5年前の今日あの時、東京の小さなオフィスビルの5階にいた。横揺れで重いガラスの窓が勝手に開き、振り落されるのではと机の下に丸まった。あちこちで物が落ちたり割れる音がする。これまでとは明らかに違う揺れに、いつか来ると思っていたものがついに来た、このままビルが崩れて最悪ここで…(阪神淡路大震災の映像がよぎる)、キーンと耳鳴りがするほどの緊張感と圧迫感のようなものの下でじっと息をひそめた。静かだった。
その瞬間というのは、一刻一刻の揺れの成り行きに神経が集中して、ほかに何も考えられない。

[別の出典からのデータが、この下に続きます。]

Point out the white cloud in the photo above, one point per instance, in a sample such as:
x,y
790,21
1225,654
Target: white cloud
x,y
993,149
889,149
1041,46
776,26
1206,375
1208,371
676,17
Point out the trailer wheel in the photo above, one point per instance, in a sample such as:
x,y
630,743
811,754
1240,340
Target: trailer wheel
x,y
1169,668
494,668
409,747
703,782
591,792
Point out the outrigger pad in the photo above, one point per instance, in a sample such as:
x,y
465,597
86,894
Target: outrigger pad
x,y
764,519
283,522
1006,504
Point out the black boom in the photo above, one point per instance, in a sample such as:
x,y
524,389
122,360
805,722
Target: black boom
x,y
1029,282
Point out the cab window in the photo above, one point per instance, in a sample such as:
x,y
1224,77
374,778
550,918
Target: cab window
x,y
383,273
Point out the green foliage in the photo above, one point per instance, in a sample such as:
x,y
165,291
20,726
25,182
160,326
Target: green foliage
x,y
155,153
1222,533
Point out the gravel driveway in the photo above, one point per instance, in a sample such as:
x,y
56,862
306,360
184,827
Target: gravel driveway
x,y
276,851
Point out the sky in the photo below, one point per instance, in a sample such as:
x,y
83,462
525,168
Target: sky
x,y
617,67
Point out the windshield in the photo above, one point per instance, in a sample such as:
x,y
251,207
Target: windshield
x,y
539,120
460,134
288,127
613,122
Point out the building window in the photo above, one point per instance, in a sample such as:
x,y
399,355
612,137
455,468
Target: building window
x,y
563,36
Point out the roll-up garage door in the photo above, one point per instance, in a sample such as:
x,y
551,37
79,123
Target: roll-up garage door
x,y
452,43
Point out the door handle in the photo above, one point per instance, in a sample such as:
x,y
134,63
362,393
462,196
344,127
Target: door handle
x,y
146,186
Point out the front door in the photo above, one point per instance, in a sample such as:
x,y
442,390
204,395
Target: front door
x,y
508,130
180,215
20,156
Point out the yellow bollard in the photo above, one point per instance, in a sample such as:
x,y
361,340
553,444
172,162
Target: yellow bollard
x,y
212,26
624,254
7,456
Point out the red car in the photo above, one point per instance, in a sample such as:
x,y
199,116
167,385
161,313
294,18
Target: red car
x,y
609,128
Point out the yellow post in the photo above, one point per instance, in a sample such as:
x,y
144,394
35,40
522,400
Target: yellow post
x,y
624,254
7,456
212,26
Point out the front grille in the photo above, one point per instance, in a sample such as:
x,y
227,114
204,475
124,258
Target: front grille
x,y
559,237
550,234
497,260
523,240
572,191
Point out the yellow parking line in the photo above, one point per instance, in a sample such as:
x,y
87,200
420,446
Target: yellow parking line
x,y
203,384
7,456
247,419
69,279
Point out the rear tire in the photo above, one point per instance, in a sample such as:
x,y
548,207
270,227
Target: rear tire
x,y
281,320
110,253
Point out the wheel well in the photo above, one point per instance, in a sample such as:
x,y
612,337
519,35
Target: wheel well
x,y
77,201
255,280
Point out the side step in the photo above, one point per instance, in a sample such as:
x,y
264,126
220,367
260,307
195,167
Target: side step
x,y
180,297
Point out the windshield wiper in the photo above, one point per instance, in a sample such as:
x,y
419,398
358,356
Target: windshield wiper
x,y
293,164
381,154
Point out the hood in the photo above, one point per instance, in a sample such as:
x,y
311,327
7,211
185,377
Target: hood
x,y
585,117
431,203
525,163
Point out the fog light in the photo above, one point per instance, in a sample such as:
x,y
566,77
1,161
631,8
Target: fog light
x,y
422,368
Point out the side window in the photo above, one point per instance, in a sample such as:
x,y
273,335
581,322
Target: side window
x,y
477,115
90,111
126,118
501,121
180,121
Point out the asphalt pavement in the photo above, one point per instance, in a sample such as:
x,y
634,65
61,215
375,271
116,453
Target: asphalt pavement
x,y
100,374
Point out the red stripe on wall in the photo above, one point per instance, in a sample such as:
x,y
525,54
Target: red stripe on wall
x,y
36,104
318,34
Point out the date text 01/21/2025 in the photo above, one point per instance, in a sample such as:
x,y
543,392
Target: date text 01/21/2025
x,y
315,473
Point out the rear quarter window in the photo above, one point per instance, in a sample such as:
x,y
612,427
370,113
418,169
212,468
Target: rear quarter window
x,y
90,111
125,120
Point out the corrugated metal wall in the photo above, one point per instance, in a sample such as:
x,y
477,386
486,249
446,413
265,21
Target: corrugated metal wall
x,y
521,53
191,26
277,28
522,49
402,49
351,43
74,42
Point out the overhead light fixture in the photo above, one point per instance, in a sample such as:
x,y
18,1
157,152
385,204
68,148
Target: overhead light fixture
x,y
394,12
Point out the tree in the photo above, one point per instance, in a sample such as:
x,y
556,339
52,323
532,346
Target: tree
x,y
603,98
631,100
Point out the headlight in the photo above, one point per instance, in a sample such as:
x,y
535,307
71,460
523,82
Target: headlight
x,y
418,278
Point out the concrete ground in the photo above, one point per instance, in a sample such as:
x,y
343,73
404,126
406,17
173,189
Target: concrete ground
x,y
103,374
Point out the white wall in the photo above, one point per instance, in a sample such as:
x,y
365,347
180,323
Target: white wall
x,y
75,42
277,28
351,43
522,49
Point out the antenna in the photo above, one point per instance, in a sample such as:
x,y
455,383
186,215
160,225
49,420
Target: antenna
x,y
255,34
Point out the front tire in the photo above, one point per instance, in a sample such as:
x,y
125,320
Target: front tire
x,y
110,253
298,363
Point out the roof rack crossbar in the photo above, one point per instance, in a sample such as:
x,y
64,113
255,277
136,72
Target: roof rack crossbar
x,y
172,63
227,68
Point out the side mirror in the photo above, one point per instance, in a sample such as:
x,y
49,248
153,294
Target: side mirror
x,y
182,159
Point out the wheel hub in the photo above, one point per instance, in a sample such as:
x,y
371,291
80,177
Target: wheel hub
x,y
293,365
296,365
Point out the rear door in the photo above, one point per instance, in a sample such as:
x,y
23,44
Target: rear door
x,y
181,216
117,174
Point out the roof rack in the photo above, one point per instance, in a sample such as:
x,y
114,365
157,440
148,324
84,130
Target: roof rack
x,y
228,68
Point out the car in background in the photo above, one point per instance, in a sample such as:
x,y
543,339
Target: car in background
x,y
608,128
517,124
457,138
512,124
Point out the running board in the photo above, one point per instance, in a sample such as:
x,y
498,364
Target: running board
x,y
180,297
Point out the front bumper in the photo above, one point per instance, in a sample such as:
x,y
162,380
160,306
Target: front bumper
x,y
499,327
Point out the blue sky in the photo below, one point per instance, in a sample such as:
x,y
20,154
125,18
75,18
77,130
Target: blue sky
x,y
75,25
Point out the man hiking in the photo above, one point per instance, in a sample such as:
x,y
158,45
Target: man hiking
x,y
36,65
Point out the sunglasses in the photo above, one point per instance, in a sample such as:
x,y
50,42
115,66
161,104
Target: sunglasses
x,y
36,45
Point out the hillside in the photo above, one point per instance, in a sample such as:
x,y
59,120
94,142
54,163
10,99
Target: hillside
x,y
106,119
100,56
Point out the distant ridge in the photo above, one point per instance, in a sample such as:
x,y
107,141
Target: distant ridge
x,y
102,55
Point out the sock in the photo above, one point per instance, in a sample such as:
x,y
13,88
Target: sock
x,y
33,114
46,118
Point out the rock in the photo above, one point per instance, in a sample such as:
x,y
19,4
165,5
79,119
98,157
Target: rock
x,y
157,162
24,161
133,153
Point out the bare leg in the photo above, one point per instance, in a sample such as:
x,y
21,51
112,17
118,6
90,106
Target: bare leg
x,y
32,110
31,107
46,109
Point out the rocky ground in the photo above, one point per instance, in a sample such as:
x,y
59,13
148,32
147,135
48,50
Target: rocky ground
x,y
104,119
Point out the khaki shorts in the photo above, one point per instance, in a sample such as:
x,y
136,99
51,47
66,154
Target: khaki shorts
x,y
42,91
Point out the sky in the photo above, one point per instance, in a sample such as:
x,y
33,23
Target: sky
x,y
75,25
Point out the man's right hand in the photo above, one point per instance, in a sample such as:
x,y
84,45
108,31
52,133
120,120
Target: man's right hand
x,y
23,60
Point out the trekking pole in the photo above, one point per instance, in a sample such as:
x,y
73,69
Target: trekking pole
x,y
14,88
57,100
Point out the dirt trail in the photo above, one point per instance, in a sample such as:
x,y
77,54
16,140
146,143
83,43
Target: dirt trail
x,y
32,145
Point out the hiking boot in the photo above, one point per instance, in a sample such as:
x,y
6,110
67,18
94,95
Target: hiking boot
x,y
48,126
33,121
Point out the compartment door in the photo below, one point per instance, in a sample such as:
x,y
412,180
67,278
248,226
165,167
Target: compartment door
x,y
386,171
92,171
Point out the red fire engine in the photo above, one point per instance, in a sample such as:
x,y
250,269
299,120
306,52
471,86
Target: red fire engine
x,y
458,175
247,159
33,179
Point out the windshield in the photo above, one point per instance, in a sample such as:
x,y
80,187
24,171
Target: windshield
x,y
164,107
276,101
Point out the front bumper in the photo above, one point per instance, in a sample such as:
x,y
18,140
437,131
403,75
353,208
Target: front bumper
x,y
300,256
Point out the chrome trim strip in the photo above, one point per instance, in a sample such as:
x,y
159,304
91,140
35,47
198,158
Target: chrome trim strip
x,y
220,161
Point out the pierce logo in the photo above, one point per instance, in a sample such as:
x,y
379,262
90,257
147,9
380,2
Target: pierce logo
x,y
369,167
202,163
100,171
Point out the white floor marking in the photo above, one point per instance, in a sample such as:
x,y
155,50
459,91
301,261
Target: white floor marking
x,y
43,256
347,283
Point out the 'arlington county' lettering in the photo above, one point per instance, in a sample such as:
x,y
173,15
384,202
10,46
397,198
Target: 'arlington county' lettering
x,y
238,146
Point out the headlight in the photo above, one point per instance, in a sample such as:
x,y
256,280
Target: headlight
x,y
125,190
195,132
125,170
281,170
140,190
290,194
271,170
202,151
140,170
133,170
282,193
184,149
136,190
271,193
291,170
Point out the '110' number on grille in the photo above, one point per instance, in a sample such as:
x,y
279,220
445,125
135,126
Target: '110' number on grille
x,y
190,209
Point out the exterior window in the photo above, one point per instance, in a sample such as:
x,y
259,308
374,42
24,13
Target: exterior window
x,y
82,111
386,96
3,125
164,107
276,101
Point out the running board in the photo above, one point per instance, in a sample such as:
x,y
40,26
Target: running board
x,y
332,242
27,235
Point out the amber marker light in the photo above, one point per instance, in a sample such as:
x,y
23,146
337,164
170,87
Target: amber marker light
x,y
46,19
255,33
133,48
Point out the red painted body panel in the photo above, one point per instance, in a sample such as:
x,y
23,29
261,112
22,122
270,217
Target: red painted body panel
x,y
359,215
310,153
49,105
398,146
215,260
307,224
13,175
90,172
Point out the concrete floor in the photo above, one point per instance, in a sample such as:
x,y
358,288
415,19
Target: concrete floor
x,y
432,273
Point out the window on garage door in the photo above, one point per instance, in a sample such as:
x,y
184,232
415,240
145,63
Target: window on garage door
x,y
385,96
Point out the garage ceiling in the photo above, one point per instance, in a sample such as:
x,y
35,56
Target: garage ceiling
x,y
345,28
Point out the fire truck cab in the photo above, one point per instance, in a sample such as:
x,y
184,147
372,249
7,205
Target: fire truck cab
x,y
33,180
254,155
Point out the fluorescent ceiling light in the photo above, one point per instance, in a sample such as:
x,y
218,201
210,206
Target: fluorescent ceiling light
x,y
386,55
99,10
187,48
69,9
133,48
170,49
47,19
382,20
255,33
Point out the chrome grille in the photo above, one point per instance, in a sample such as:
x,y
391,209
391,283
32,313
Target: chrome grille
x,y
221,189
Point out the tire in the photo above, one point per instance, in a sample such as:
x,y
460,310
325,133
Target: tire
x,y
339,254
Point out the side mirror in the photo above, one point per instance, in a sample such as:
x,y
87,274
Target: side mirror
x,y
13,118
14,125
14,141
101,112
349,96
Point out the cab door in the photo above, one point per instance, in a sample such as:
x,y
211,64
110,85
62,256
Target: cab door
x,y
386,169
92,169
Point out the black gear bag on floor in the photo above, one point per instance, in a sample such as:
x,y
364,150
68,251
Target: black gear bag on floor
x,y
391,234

もっと安全な場所へ機敏に移動するといった行動もできない。ただじっとしている。自分以外のこと、例えば周囲の状況や、他の人がどうしているか、気にするのはもっと後になって少し落ち着いてからだ。家族すら思い浮かべられなかったことに心が痛んだが、あとで「まずは自分の身を。自分を助けろ!」が緊急非常事態の鉄則と聞いた。非常時は非情も許される。
しかし、震源地のような極限で生き残ったひとは、そばにいながら救えなかった命を自分の罪のように背負い込むことがある。自然災害だけでなく戦火、飢餓、事故、テロなど、多くの死の現場で、ぎりぎり生き残った人たちの足取りは重いことだろう。経験や記憶が重すぎる。